Eventually the wartime army expanded to more than three million men and 300,000 women, around three-quarters of whom were conscripts. Forty-eight divisions were formed: thirty-five infantry, eleven armoured and two airborne. There were constant changes to the War Establishment (WE) of divisions, although they were considered the ideal-sized fighting formation because they comprised not only combat units, but all the necessary support personnel as well. At the start of the war the strength of an infantry division was 13,863 all ranks and this rose to 18,347 by the end of the war. The constituent parts of many divisions also altered during the war. For example, over a two-year period seventeen different armoured regiments and nine separate infantry battalions served with 7th Armoured Division, the famous ‘Desert Rats’. Even so, individual soldiers tended to feel an affinity with the division to which they were attached and were proud to wear the relevant cloth insignia on their uniforms, such as the distinctive black cat emblem worn by members of 56th (London) Division, taken from the legend of Dick Whittington.
General Sir David Fraser, who was commissioned into the Grenadier Guards in 1941, observed that by 1945 the soldiers of the British Army had ‘learned their trade and became entirely professional’. As will become apparent, recruits came from a variety of social, economic, educational and occupational backgrounds, and required training to mould them into effective soldiers. Almost all were subjected to the harshness of basic training, before commencing training in a particular trade, such as a signaller or infantryman. During the early 1940s the army also began employing scientific techniques in an effort to improve how it selected personnel for trades, and for training as officers.
Numerous soldiers did not actively seek promotion, preferring the relative anonymity and comradeship of the ranks. Leslie Blackie from Gateshead was posted to India in 1945 with 43rd Royal Tank Regiment (RTR). Writing home he explained that he was happy to remain a trooper (equivalent to a private) because he felt ‘stripes make you disliked rather than liked’. However, as this chapter highlights, several wartime conscripts and volunteers became highly effective leaders at NCO or officer level alongside their Regular Army counterparts.
Many troops eventually served overseas, particularly after D-Day (6 June 1944) when the army became heavily involved in the Allied war effort. Yet, throughout the war large numbers of troops remained stationed in Britain. According to the military historian Jeremy Crang, more than 1.5 million troops, or over half the army, were based in Britain for much of the war, and even after D-Day approximately a million remained at home. These men were involved in home defence, and supporting those army units that were serving overseas. Military training was also one of their primary preoccupations, particularly leading up to the invasion of Normandy in June 1944.

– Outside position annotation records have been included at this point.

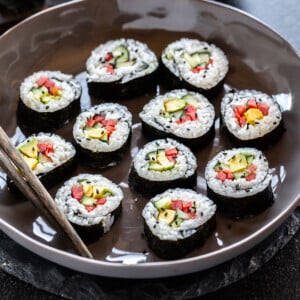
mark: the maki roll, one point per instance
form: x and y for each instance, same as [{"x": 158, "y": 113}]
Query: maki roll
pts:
[
  {"x": 163, "y": 164},
  {"x": 182, "y": 115},
  {"x": 177, "y": 222},
  {"x": 194, "y": 65},
  {"x": 102, "y": 134},
  {"x": 49, "y": 156},
  {"x": 121, "y": 68},
  {"x": 251, "y": 118},
  {"x": 91, "y": 203},
  {"x": 48, "y": 99},
  {"x": 239, "y": 181}
]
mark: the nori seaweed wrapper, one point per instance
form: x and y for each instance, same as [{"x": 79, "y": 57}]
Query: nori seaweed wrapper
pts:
[
  {"x": 247, "y": 206},
  {"x": 177, "y": 249},
  {"x": 150, "y": 188}
]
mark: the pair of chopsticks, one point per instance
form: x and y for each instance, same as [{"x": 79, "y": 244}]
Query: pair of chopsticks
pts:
[{"x": 26, "y": 181}]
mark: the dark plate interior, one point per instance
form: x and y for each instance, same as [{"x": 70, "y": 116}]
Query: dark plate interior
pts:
[{"x": 62, "y": 38}]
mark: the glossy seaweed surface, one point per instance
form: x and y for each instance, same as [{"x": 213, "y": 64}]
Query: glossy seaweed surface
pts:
[{"x": 72, "y": 31}]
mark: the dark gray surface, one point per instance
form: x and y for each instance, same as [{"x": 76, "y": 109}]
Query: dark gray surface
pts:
[{"x": 279, "y": 278}]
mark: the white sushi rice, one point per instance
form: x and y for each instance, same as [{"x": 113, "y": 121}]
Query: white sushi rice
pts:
[
  {"x": 265, "y": 125},
  {"x": 190, "y": 129},
  {"x": 205, "y": 209},
  {"x": 63, "y": 151},
  {"x": 185, "y": 166},
  {"x": 239, "y": 188},
  {"x": 70, "y": 91},
  {"x": 112, "y": 111},
  {"x": 77, "y": 213},
  {"x": 173, "y": 59},
  {"x": 138, "y": 51}
]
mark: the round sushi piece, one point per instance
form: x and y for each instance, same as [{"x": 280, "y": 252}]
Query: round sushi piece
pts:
[
  {"x": 163, "y": 164},
  {"x": 239, "y": 181},
  {"x": 182, "y": 115},
  {"x": 102, "y": 134},
  {"x": 91, "y": 203},
  {"x": 251, "y": 118},
  {"x": 49, "y": 156},
  {"x": 121, "y": 68},
  {"x": 48, "y": 99},
  {"x": 194, "y": 65},
  {"x": 177, "y": 222}
]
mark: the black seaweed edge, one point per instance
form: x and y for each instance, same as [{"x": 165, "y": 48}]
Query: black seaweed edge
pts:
[
  {"x": 153, "y": 133},
  {"x": 118, "y": 90},
  {"x": 167, "y": 249},
  {"x": 148, "y": 188},
  {"x": 31, "y": 121},
  {"x": 243, "y": 207},
  {"x": 101, "y": 159},
  {"x": 91, "y": 233},
  {"x": 261, "y": 143}
]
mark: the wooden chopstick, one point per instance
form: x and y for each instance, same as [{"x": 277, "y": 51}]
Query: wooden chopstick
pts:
[{"x": 30, "y": 185}]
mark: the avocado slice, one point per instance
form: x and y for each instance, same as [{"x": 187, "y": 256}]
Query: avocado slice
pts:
[
  {"x": 31, "y": 162},
  {"x": 238, "y": 163},
  {"x": 128, "y": 63},
  {"x": 30, "y": 148},
  {"x": 181, "y": 214},
  {"x": 197, "y": 58},
  {"x": 252, "y": 115},
  {"x": 163, "y": 203},
  {"x": 101, "y": 191},
  {"x": 43, "y": 158},
  {"x": 121, "y": 54},
  {"x": 174, "y": 104},
  {"x": 167, "y": 216},
  {"x": 87, "y": 201},
  {"x": 96, "y": 132},
  {"x": 191, "y": 100}
]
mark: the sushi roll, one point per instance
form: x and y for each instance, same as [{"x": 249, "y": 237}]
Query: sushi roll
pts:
[
  {"x": 102, "y": 134},
  {"x": 91, "y": 203},
  {"x": 163, "y": 164},
  {"x": 121, "y": 68},
  {"x": 239, "y": 181},
  {"x": 48, "y": 99},
  {"x": 182, "y": 115},
  {"x": 194, "y": 65},
  {"x": 251, "y": 119},
  {"x": 49, "y": 156},
  {"x": 177, "y": 222}
]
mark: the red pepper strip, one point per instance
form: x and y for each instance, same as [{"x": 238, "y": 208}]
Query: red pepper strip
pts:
[
  {"x": 186, "y": 205},
  {"x": 90, "y": 123},
  {"x": 221, "y": 176},
  {"x": 109, "y": 68},
  {"x": 251, "y": 103},
  {"x": 171, "y": 154},
  {"x": 176, "y": 204},
  {"x": 108, "y": 56},
  {"x": 99, "y": 119},
  {"x": 251, "y": 168},
  {"x": 89, "y": 207},
  {"x": 250, "y": 177},
  {"x": 77, "y": 192},
  {"x": 42, "y": 81},
  {"x": 191, "y": 215},
  {"x": 101, "y": 201},
  {"x": 264, "y": 108},
  {"x": 242, "y": 121},
  {"x": 197, "y": 69}
]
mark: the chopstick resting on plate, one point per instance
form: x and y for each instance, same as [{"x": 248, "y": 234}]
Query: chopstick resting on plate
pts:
[{"x": 25, "y": 180}]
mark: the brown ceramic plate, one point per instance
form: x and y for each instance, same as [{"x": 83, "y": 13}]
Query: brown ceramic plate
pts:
[{"x": 62, "y": 38}]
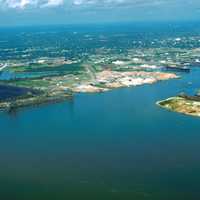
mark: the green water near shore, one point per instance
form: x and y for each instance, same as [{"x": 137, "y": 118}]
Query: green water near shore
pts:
[{"x": 113, "y": 145}]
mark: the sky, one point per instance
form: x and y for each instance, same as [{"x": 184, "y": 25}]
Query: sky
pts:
[{"x": 37, "y": 12}]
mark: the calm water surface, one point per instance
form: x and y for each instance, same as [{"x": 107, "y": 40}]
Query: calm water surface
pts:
[{"x": 114, "y": 145}]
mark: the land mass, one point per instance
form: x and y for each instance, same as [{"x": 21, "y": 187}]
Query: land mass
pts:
[{"x": 188, "y": 105}]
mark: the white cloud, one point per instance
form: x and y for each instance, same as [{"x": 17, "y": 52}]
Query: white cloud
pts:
[{"x": 22, "y": 4}]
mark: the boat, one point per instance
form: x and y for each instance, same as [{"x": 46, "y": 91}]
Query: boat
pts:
[{"x": 178, "y": 69}]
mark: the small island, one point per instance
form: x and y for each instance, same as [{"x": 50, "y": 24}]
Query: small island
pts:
[{"x": 185, "y": 104}]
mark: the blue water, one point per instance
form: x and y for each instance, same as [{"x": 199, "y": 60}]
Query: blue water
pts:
[{"x": 113, "y": 145}]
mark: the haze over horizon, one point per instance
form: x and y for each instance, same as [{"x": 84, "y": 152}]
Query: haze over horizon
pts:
[{"x": 35, "y": 12}]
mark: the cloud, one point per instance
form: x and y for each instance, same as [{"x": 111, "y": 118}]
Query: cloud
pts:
[{"x": 23, "y": 4}]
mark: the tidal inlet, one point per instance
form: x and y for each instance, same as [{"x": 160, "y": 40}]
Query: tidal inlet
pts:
[{"x": 99, "y": 100}]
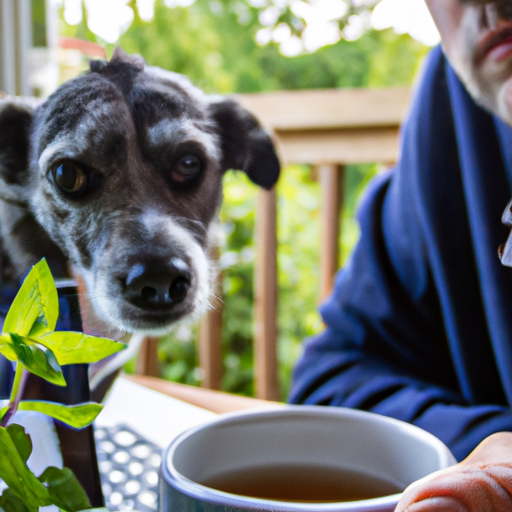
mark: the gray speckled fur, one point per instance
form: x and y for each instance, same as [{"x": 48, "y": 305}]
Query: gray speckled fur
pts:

A further part of this chapter outlines the importance of infantry training, with particular reference to the use of battle schools that came to prominence during 1941–44. With their emphasis on using live ammunition, coupled with physically demanding and realistic conditions, battle schools significantly helped transform men into fighting soldiers. Historian Timothy Harrison Place considers that ‘they raised the British Army’s game enormously’.

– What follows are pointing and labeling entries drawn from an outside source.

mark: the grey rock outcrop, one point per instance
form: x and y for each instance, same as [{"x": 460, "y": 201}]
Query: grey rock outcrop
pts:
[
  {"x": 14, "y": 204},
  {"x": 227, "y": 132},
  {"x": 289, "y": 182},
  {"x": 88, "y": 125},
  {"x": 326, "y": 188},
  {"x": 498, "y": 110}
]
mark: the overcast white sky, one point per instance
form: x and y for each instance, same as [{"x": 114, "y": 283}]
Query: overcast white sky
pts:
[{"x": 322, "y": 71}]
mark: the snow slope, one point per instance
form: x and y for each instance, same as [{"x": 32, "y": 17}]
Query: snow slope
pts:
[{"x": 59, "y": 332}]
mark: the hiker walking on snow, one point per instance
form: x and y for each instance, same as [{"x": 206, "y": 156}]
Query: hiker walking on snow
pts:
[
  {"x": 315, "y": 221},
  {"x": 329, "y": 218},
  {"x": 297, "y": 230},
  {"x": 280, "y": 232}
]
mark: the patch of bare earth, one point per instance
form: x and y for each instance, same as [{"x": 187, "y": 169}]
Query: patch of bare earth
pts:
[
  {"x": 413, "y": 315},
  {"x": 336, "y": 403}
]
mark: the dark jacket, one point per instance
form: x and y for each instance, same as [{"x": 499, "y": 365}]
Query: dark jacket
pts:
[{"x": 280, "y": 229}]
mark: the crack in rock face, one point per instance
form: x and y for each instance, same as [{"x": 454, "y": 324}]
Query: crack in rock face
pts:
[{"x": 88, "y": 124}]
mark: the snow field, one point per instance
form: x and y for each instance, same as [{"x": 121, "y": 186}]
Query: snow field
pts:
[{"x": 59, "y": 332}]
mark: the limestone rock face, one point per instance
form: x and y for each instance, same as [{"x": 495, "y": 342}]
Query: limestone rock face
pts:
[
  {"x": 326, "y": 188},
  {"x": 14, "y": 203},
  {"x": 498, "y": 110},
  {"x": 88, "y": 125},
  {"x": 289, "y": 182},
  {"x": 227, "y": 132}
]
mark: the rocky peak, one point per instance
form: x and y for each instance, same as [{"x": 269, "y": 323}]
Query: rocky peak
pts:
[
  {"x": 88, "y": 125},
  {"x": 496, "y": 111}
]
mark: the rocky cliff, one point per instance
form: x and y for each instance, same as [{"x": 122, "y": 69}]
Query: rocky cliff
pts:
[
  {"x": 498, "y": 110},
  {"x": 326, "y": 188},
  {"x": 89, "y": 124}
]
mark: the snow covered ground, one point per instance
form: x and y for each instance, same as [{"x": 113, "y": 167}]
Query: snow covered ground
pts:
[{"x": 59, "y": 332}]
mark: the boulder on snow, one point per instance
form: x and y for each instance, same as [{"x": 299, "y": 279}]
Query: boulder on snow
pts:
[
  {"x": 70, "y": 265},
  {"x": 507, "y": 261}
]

Recruits who volunteered for the army often proved eager warriors, whereas many conscripts simply longed to survive and pick up the threads of their civilian lives as soon as possible. Similarly, a divide existed between combat personnel and those whose job it was to provide logistical support working on the lines of communication rather than the front line. Historian John Ellis noted that for the latter the war typically comprised ‘foreign travel tempered by excessive regimentation’, whereas front-line troops often endured conditions as torrid as those encountered by their predecessors during the First World War. Often there was also a divide between regular soldiers who had served during the inter-war period, or even the First World War, and conscripts. Alan Wykes, who was called up into the Royal Hampshire Regiment, remembered that his Regimental Sergeant Major (RSM) would routinely berate his draft by stating: ‘You are just a load of flaming amateurs’ in his ‘intimate voice (the one that merely traversed the parade ground at Brookwood, Surrey, as distinct from the one that that must have sounded to the slumbering souls in the nearby Necropolis like the Great Awakening)’.
Conscription for Men
Faced with the prospect of war during the late 1930s the British government began making preparations, including expanding the Territorial Army and re-introducing conscription. The Military Training Act, passed on 26 May 1939, compelled all males aged twenty and twenty-one to complete six months’ service in the armed forces, followed by three and half months in the reserve. By the outbreak of war 35,000 of these conscripts (known as Militiamen) had been called-up into the army and completed their basic training.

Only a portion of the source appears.